Why is Saudi Arabia attempting to expand its influence in Africa?
Saudi Arabia has sought for years to expand its influence in African countries, competing with smaller Arab nations in the Persian Gulf such as the UAE and Qatar, which have invested in various parts of the continent.
Saudi Arabia has intensified its financial and diplomatic activities in Africa in recent years to diversify its international alliances and infiltrate the continent.
In reality, Riyadh’s infiltration efforts began years ago, given the continent's political, economic and trade significance.
It seems that Saudi Arabia has recently focused on expanding its relations in East Africa, a region that includes Somalia, Djibouti, Eritrea and Ethiopia, due to their proximity.
The main considerations of Saudi Arabia towards this region are strategic and security.
In May, Saudi crown prince Mohammed bin Salman said Riyadh will support African countries with investments and loans worth about $1 billion this year to “help their economies recover” from the COVID-19 pandemic.
He also said the kingdom's sovereign wealth fund, the Public Investment Fund (PIF), had invested around $4 billion in the energy, mining, telecoms, food and other sectors in Africa and that it would continue to look for opportunities in other sectors in the continent.
In today’s multi-polar world, Africa is no longer a land of exploitation. It's rather a hub of business activity and investments. It contains about 30% of the world's rich mineral reserves and more than 21 oil-producing countries.

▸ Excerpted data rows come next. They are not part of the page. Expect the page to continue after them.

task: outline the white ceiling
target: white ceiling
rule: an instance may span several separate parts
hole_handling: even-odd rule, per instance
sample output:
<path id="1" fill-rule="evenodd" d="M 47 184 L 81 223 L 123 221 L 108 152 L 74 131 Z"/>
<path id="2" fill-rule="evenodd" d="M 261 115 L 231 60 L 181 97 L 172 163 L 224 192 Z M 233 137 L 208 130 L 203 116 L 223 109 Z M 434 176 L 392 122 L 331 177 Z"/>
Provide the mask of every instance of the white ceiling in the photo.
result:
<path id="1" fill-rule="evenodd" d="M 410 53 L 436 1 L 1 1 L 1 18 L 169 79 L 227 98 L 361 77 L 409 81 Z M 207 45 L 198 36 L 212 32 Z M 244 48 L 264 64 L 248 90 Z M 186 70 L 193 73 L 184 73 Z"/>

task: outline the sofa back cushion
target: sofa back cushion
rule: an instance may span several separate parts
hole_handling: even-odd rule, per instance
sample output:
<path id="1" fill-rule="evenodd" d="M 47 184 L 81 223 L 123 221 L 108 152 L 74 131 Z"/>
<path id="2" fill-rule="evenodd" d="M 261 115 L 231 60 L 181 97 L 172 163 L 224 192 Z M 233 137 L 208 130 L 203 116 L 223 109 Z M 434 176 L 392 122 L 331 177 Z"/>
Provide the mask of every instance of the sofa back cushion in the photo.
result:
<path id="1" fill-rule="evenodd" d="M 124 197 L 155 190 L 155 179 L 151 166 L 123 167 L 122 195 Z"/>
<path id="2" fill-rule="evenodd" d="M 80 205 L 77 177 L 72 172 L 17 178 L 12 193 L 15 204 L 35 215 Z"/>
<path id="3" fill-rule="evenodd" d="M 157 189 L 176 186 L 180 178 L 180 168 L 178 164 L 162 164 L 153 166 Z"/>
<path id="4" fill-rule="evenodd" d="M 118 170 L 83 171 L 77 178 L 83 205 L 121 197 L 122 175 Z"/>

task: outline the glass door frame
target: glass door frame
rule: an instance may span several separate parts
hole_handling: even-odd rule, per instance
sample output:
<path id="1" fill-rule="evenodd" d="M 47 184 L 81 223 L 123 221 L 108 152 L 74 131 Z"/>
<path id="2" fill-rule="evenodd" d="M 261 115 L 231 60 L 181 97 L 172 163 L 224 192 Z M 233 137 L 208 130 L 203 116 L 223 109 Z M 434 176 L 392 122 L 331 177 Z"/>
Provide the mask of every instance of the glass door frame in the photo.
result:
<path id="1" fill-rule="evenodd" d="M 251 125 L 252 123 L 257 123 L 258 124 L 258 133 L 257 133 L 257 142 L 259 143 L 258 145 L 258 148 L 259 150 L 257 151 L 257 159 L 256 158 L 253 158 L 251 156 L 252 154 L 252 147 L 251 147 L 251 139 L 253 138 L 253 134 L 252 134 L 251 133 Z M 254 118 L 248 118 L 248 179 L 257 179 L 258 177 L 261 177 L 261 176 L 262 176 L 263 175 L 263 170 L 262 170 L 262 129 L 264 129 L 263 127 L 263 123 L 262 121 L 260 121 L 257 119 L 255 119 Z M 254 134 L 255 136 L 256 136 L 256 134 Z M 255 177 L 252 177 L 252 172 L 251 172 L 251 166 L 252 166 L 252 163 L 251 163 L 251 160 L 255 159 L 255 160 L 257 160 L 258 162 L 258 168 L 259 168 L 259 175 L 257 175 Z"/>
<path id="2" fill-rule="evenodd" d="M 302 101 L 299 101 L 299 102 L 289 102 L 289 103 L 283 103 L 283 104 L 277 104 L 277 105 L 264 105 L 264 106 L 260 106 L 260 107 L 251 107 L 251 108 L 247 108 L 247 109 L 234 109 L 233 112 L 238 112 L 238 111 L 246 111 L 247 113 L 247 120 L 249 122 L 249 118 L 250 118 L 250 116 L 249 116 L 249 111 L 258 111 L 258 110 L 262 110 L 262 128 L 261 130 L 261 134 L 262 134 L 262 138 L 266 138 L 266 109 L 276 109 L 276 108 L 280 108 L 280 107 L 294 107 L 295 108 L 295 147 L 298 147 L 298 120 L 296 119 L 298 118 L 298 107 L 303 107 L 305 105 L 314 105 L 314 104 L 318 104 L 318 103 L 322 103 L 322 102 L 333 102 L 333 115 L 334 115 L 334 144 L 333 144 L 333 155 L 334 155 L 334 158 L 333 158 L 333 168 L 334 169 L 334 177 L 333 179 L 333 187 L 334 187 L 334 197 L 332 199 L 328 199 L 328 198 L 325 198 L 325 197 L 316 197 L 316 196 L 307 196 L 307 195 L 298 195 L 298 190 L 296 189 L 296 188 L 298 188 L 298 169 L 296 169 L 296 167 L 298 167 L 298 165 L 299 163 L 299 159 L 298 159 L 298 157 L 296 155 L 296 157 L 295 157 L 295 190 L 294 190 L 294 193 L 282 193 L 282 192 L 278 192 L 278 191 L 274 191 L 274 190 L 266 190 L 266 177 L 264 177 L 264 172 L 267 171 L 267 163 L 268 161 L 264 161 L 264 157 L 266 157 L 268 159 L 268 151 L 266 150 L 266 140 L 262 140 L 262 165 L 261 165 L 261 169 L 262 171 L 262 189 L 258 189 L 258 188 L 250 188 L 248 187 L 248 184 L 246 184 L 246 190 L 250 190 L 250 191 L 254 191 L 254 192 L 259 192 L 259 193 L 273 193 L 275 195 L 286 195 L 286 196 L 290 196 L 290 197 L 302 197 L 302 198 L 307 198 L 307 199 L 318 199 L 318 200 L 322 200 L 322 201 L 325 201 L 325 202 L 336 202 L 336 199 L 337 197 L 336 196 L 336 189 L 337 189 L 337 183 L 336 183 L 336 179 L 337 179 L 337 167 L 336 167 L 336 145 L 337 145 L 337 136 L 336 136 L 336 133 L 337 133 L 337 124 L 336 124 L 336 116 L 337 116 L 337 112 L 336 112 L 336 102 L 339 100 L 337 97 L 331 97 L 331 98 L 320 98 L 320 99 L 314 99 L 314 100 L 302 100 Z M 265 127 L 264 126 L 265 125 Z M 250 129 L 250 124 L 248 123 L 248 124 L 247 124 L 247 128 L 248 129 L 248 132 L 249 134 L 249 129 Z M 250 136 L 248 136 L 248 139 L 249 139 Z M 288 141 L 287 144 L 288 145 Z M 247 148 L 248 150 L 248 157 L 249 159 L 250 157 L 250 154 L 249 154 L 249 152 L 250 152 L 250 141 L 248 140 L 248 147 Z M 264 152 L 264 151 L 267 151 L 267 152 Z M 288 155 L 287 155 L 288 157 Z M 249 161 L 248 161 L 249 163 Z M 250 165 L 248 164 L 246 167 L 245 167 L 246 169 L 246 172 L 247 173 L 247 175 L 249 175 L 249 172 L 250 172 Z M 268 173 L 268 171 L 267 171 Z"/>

African population stands today at 1.2 billion which is expected to grow by more than 500 million by 2030. According to researchers at the Brookings Institute, more than 80% of this growth is concentrated in urban areas making Africa the fastest urbanizing region in the world.
It is also noteworthy that about half of Africa’s population are followers of Islam, which Saudi Arabia has sought to capitalize on
Saudi Arabia, the largest oil exporter in the world, is facing many economic and political challenges, and is seeking to cover up its internal and regional problems by using its religious and political influence in Africa to invest in the continent for its own interests.